May 20 - Analog Devices on Wednesday projected third-quarter revenue above analyst expectations, signaling continued strengthening in demand for its power-management chips and sensor components amid increased investment in AI infrastructure.
The Wilmington, Massachusetts-based semiconductor maker provided a revenue outlook for the third quarter of $3.9 billion, plus or minus $100 million, a level that exceeds analysts' average estimate of $3.62 billion based on data compiled by LSEG.
The company reported second-quarter revenue of $3.62 billion, which topped consensus estimates of $3.51 billion. On an adjusted basis, Analog Devices posted earnings per share of $3.09 for the second quarter, above the $2.90 analysts had forecast.
Management pointed to broad-based strength across business-to-business end markets. "We continued to see growing demand in the second quarter with record bookings across our B2B markets of Industrial, Automotive, and Communications," CFO Richard Puccio said in a statement.
Alongside its revenue projection, Analog Devices issued third-quarter adjusted earnings guidance of $3.30 per share, plus or minus $0.15. That compares with street estimates of $3.00 per share.
In a strategic move to expand its capabilities in AI-focused power management, the company announced on Tuesday that it would acquire Empower Semiconductor for about $1.5 billion in cash.

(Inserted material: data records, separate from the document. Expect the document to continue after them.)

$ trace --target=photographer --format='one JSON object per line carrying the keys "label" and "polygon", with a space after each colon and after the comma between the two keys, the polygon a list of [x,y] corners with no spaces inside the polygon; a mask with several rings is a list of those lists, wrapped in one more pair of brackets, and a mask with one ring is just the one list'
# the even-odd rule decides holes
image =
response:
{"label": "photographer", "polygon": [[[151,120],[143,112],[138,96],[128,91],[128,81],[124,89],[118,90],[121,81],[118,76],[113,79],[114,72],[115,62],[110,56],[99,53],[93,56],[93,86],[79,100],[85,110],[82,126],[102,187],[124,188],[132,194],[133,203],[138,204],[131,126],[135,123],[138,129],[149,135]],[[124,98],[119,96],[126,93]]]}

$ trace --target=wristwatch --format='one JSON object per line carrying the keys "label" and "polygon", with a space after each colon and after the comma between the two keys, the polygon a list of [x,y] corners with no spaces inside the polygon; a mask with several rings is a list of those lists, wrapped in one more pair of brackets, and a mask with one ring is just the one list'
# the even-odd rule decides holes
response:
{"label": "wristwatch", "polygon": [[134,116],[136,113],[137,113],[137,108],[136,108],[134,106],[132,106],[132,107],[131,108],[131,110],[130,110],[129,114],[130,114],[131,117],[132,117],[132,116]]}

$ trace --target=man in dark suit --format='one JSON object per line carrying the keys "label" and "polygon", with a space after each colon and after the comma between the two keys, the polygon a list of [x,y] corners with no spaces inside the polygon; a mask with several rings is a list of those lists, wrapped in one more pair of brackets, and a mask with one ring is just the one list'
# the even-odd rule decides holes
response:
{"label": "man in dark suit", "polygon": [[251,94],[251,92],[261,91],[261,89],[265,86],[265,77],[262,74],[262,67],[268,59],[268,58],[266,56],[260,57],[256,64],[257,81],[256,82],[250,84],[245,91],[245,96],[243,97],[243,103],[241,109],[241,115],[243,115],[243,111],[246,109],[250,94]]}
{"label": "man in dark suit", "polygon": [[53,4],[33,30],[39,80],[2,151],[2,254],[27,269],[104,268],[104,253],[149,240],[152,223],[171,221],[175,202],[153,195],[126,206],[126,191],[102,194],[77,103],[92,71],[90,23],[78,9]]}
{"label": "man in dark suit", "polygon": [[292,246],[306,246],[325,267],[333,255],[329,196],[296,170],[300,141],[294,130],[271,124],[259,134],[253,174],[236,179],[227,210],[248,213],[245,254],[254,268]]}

The acquisition is positioned to broaden Analog Devices' product set for applications that benefit from higher processing speeds and more complex data flows, including data centers and automotive systems.
Market reaction has reflected the company's stronger-than-expected performance and forward guidance. Shares of Analog Devices have climbed roughly 53% so far this year. On Wednesday, the stock was largely unchanged in volatile premarket trading.
The guidance ranges for both revenue and adjusted EPS - expressed as plus or minus amounts around the midpoint - indicate that management is providing a degree of caution about near-term variability while still forecasting growth above consensus. The company highlighted sustained demand across data-center and automotive applications, where greater processing requirements drive the need for more advanced power-management and sensor components.